Communication, planning and task management remains associated with the project.

Repositories hosted online can be made private where necessary. In rare circumstances where the work involves materials that cannot be shared online at all, we will discuss with you and develop more secure custom arrangements.

Communication

It is important to manage communication between stakeholders and RSEs in a software project and as a team we have developed a set of recommendations over the course of many projects for getting the most out of collaborating together.

These concepts are intended as guidance and each individual project may require its own tweaks to this framework.

PIs, Researchers and RSEs should agree on a communication strategy for the project.

As a starting point, we recommend:

Regular (but not too regular) focused meetings to prioritise work to be carried out.
Agreeing on an instant messaging platform for quick discussions, e.g. Google Chat, Slack or Skype - this is particularly useful in our current remote/hybrid working model.
Use of issues and pull requests, described in more detail below.

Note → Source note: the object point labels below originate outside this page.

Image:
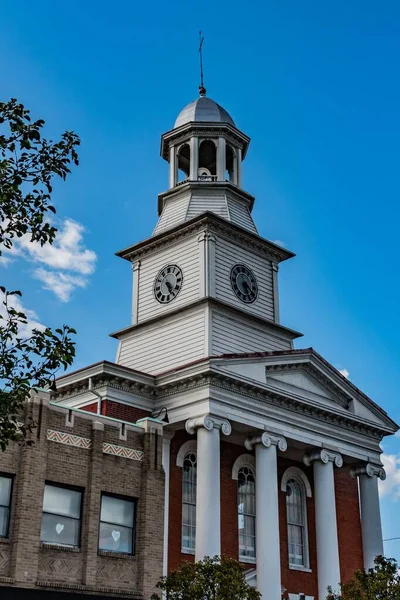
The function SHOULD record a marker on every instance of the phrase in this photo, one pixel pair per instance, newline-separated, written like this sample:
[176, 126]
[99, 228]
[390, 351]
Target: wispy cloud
[16, 303]
[68, 262]
[391, 485]
[61, 284]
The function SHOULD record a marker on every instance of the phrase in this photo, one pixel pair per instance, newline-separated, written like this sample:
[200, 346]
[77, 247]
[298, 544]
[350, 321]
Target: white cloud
[69, 263]
[16, 303]
[61, 284]
[391, 485]
[67, 252]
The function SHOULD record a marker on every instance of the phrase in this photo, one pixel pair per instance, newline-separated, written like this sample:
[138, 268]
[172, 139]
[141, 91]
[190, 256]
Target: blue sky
[314, 84]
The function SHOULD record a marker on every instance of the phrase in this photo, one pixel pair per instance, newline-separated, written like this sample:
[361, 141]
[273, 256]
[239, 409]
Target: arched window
[296, 516]
[189, 478]
[183, 162]
[208, 158]
[246, 514]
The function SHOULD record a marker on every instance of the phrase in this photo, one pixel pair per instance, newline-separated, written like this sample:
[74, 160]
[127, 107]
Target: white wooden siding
[205, 201]
[239, 214]
[173, 213]
[185, 254]
[236, 336]
[165, 345]
[227, 255]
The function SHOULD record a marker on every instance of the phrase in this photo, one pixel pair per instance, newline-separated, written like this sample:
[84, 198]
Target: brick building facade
[96, 457]
[269, 454]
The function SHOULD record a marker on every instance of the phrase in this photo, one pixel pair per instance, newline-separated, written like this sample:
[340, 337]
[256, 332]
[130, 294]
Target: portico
[266, 445]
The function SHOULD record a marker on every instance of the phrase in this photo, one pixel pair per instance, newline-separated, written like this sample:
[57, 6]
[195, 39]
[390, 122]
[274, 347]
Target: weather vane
[202, 89]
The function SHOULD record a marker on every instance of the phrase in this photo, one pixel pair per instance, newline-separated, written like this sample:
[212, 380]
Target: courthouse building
[210, 434]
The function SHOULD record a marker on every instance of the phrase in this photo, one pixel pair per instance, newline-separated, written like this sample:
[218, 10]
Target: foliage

We encourage the use of instant messaging (for quick discussions) or slack for throwaway conversation. As a general rule we suggest that you should not expect or require anyone to read messages on an instant messaging service (e.g slack, google chat, etc) unless they are specifically tagged (either individually or via a channel). We also need decisions to always be recorded. Notes or decision making around particular development tasks should always be recorded in an agreed location (e.g. GitHub Issues, or a Google Drive folder) rather than via email history.

Issues and Project Boards

GitHub and GitLab, alongside acting as an online hosting platform for code, also provide a useful set of project management tools. Other cloud based tools such as Jira also provide project management but without close coupling to Issues.

Each task on the project should be described in an ‘issue’. Each issue can be assigned a team member, associated with a project milestone and also acts as a discussion thread to communicate over the specifics.

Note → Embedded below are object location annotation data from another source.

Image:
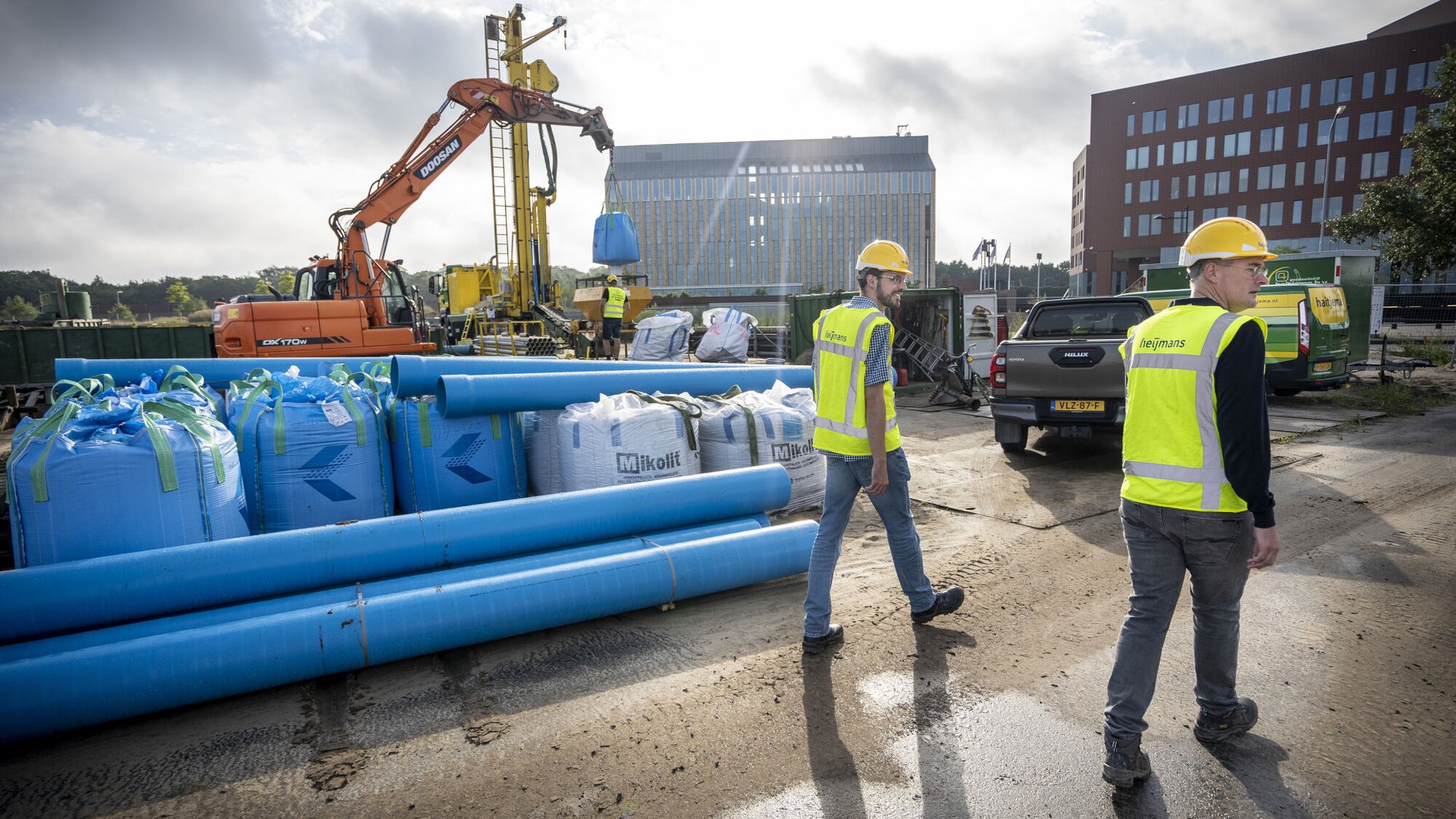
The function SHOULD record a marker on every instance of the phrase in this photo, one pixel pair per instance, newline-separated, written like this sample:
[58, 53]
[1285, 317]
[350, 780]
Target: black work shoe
[1235, 723]
[946, 602]
[833, 637]
[1126, 765]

Issues don’t only have to be used for code, but can be used to track all tasks in a project.

Code-related issues can also be associated with pull requests (see below) so that when code is implemented to address an issue, the issue can be automatically closed.

Project boards (GitHub, known as issue boards on GitLab) are a useful and efficient way to track the progress of tasks within a project and to prioritise work.

We encourage PIs to engage with the project board during a project, particularly during regular meetings as a way of seeing the progress of the project in one place as well as prioritising tasks.

Issues can be added to the project board as well as task cards (which do not relate to an issue).

Contributing to Coding

A set of contribution guidelines should be agreed and held either in the repository or in the project Google Drive.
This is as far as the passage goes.